In a press release earlier this month, the party purports that following extensive internal consultations, it now calls for non-participation in all levels of governance, the resignation of the electoral commissioners, a travel ban on senior government officials and officers of the Sierra Leone Peoples Party (SLPP), and a re-run of the elections within six months.

Readers will agree that if there was anything like extensive internal consultations, one group that must and should have been part of the consultations is that of the elected representatives.

Hon. Mohamed Bangura claims that in contravention of Article 12 of the new constitution, which deals with the rights and duties of a member, elected representatives were denied their right to participate in the activities of the party when they were not allowed to debate, analyze, review, or make any verbal or written submission to the notion of boycotting governance during a subsequent meeting.

This claim disproves the claim that the party conducted extensive internal consultations to have decided to boycott governance. To prove otherwise, the NSG should provide the membership and the public with details of these consultative meetings, including the date, venue, attendance list, and the records of the said meeting indicating the manner of voting and outcome.

Other elected representatives should also speak out or forever hold their peace as stooges and not persons worthy to serve as elected representatives.

From the above postulations, the directive lacks legal footing and is not a consensus.

The third issue concerns evidence of tampering with the results during tabulation at tallying centers.

In the interview, Hon. Mohamed Bangura claims there is result fixing during the tabulation of results at tallying centers.

He references a particular polling station in his home district of Karene where the SLPP had pulled 9,000 votes, which was wrongly input into the system as 19,000 at the tallying center.
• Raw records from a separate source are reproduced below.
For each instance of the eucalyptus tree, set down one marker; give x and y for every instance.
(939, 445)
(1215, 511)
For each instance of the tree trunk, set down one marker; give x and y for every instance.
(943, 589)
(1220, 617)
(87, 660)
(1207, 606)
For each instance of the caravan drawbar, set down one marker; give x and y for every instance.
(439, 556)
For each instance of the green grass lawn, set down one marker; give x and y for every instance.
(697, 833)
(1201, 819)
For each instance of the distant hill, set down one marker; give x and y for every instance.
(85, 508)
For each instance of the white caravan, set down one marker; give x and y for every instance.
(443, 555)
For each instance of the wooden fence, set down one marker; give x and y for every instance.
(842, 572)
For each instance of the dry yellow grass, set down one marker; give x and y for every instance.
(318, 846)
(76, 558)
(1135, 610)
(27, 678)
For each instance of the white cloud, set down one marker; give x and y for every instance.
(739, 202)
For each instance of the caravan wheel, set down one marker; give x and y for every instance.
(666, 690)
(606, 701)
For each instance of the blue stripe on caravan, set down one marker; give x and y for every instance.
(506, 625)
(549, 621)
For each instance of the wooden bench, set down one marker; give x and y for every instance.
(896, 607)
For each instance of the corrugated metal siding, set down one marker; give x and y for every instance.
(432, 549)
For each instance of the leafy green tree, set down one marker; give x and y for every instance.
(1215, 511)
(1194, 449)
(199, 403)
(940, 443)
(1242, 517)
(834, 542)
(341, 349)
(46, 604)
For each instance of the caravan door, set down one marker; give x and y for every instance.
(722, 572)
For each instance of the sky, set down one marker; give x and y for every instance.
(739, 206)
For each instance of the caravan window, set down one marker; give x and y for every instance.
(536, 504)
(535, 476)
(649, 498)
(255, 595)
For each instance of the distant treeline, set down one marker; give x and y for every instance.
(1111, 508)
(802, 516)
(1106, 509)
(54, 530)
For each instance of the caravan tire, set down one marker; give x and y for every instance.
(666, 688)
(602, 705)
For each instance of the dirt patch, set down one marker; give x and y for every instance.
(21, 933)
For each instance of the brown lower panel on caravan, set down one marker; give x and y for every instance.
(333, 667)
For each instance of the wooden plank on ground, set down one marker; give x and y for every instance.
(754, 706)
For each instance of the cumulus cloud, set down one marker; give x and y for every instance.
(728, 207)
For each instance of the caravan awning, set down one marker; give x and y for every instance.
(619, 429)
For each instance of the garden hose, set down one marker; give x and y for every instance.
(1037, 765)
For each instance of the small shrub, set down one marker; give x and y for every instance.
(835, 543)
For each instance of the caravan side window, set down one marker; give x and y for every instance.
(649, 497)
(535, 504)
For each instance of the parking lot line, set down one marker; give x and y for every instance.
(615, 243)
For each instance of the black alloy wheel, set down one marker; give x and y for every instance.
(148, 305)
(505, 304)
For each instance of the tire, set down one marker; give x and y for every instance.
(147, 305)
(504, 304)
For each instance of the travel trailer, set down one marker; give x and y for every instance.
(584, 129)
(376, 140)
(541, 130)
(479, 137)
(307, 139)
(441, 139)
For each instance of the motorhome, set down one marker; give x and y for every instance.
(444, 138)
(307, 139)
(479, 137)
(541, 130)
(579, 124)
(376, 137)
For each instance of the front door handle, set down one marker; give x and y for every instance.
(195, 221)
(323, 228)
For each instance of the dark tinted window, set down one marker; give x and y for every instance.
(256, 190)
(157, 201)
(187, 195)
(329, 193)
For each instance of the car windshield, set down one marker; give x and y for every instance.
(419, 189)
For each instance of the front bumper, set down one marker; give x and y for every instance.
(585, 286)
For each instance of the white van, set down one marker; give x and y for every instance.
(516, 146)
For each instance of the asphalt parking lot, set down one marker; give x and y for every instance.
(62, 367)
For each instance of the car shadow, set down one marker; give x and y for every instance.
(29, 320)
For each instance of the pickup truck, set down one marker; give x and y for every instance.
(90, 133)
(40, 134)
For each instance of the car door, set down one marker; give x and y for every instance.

He claims there is evidence of wrong in-puts in several other districts.

His disclosure is tangible proof to support allegations of vote rigging. The party did not necessarily need the full complement of RRFs from across the country to have provided evidence to support its claim of vote rigging consequent to the lack of transparency in tallying the results.

But why would the party not go to court for redress, knowing better than the ordinary man and woman that the Supreme Court is the constitutional arbitrator of presidential elections dispute?

To say the party did not go to court or did not petition the just concluded presidential elections because the party does not trust the judiciary is a smoke screen.

It is no longer a secret that filing petitions against some SLPP MPs in 2018 was stalled because one of our lawyers in whose custody was the evidence claimed to have misplaced the evidence and could not complete the process.

We also witnessed in awesome wonder how the de-facto leadership influenced the court to overturn decisions of the 21-man committee IGTC and how quickly an injunction not to go to the convention was varied.

Those who advised the party not to seek legal redress did so in pursuit of a sinister objective made clear for all to see in the manipulation, hatred, dislike, and betrayal of Dr. Samura Kamara.

Again, by not going to court, Dr. Samura Kamara shoots himself in the leg and still expects to walk upright without a limp.

In conclusion, Hon. Mohamed Bangura has laid bare the stakes. There is no provision in the party constitution to support the directive to boycott governance; the supposed NAC meeting that took the decision was improperly constituted; and the people who are directly affected by the directive (elected representatives and the people) had no say in the making of the directive thus making it devoid of democratic participation.

Except the party proves these wrong, Hon. Mohamed Bangura stands on the right side of history.